A power-boosted follow-up — the same design at higher sample size per cell — will determine whether the buried-rule effect is real and which direction it points. We will report it regardless of outcome.
7. Methods contribution: scoring "did it commit failure X" reliably
Scoring whether a model committed a specific failure is harder than it appears, because the target is ambiguous: did the response commit the failure class (assert any unverified specific) or reproduce the identical original error (the same false fact)? Raters silently answer different versions, and the disagreement presents as random noise (κ = 0.28).
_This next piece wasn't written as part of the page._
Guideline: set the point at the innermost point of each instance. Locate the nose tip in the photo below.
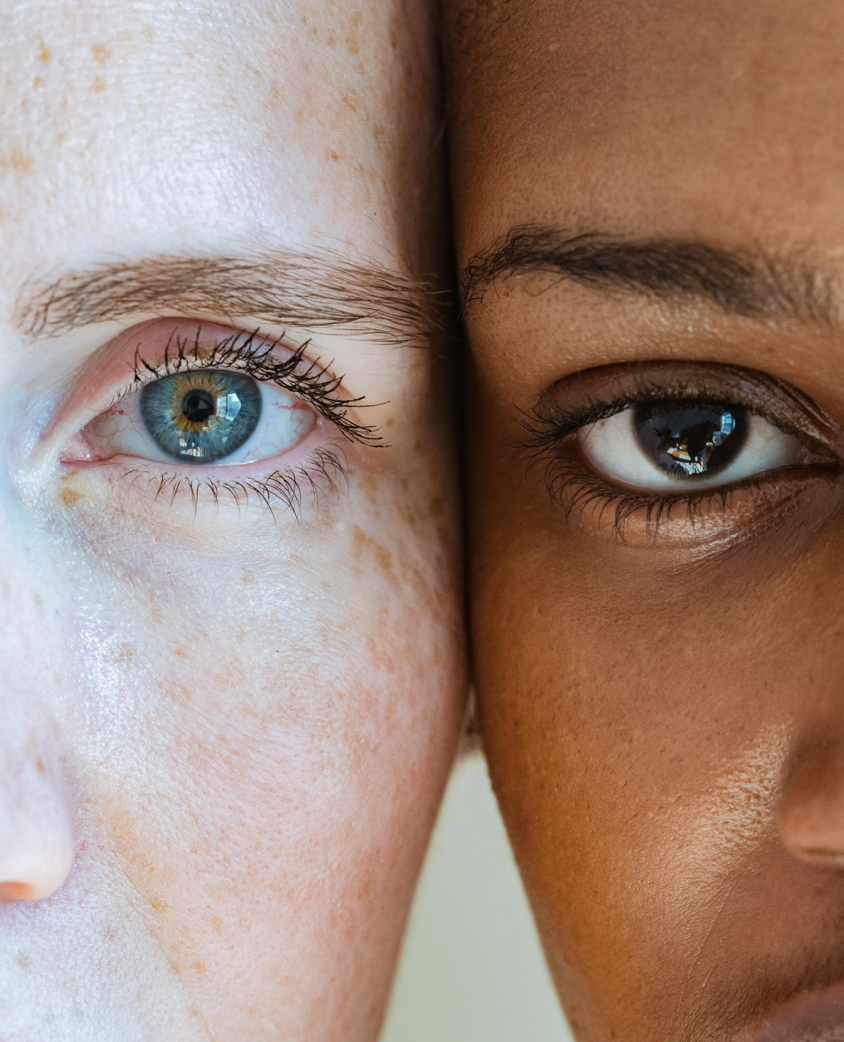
(35, 835)
(812, 811)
Splitting the rubric into explicit type-level (primary) and token-level (secondary) questions, each with worked examples, and scoring with a decorrelated multi-vendor panel (here all non-Claude, to remain clean of same-family contamination with a Claude test condition), lifts agreement to moderate (κ ≈ 0.44) on two independent datasets. The recipe generalizes to any "did the model do X" judgment where X carries a class/instance ambiguity.
Working write-up of an internal research result. Underlying data and analysis code exist and can be shared. A follow-up experiment (the power-boost) is planned; this page will be updated when it lands.